Réhabiliter la fonction publique aux yeux de la population

2016/06/06 | Par Pierre Dubuc

« Un des principaux acquis de la dernière ronde de négociations du secteur public est le soutien de la population aux travailleuses et aux travailleurs syndiqués. C’est la première fois que cela se produit depuis la campagne de dénigrement du gouvernement Lévesque au début des années 1980 », nous déclare Christian Daigle, le nouveau président du Syndicat de la fonction publique du Québec (SFPQ), rencontré dans les locaux de l’aut’journal.

Depuis plus de 35 ans, la fonction publique subit les assauts répétés de gouvernements, tant péquistes que libéraux, qui souscrivent aux dogmes du credo néolibéral, soit la dérèglementation, la privatisation et la précarisation du travail.

Le portrait actuel du membership du SFPQ en témoigne. De ses 42 000 membres dans la fonction publique et parapublique (employés de bureau, techniciens et ouvriers), 35% sont à statut précaire.
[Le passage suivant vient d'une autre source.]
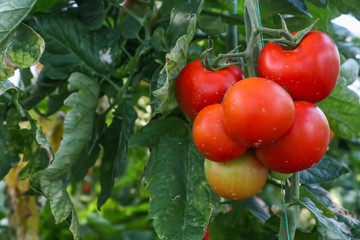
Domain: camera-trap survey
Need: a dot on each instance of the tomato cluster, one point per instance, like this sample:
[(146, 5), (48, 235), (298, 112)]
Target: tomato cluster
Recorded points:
[(245, 126)]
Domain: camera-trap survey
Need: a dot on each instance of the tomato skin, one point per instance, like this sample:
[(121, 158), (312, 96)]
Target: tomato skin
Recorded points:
[(206, 236), (211, 137), (238, 179), (309, 72), (257, 111), (303, 145), (279, 176), (197, 87)]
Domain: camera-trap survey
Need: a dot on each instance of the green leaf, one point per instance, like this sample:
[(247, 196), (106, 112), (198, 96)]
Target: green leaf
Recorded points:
[(211, 25), (253, 206), (20, 49), (342, 106), (326, 170), (77, 131), (348, 72), (328, 228), (91, 12), (305, 193), (77, 125), (44, 155), (319, 3), (12, 12), (347, 7), (237, 224), (181, 201), (71, 47), (164, 81), (115, 145), (299, 4), (45, 5)]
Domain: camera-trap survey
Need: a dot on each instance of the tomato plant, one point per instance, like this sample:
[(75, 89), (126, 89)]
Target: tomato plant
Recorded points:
[(309, 72), (303, 145), (279, 176), (237, 179), (102, 110), (197, 87), (211, 137), (257, 111)]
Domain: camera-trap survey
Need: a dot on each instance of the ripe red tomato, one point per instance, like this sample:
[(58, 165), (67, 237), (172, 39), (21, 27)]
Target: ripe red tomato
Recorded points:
[(197, 87), (303, 145), (309, 72), (331, 134), (238, 179), (211, 137), (257, 111), (86, 188), (206, 236)]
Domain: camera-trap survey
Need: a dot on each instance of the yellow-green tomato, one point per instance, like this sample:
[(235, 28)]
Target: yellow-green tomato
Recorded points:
[(237, 179), (279, 176)]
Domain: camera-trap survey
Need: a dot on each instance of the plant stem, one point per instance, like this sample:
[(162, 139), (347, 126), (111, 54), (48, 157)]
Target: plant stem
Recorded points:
[(279, 32), (291, 192), (225, 17)]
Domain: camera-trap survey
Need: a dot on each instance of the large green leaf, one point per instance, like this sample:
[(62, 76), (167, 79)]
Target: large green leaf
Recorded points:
[(115, 146), (181, 202), (12, 12), (342, 106), (20, 49), (71, 47), (91, 12), (237, 224), (328, 228), (347, 7), (13, 139), (326, 170), (164, 81), (77, 131)]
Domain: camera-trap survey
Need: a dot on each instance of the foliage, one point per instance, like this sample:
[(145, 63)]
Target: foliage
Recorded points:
[(99, 111)]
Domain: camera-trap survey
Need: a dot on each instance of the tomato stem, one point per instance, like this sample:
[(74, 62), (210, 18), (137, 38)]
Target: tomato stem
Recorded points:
[(291, 193)]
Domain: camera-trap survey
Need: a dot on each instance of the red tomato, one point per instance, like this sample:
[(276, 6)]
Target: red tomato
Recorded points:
[(197, 87), (86, 188), (237, 179), (303, 145), (309, 72), (206, 236), (331, 134), (211, 137), (257, 111)]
Seulement, au cours des quinze dernières années, le syndicat a perdu 5 000 membres. Au ministère des Transports, il n’y a plus que 2 500 ouvriers comparativement à 12 000, il y a 35 ans, à cause du recours effréné à la sous-traitance. Avec le fractionnement de la fonction publique résultant, entre autres, de la création d’agences, le syndicat doit maintenant négocier 40 conventions collectives plutôt qu’une dizaine au début des années 1980.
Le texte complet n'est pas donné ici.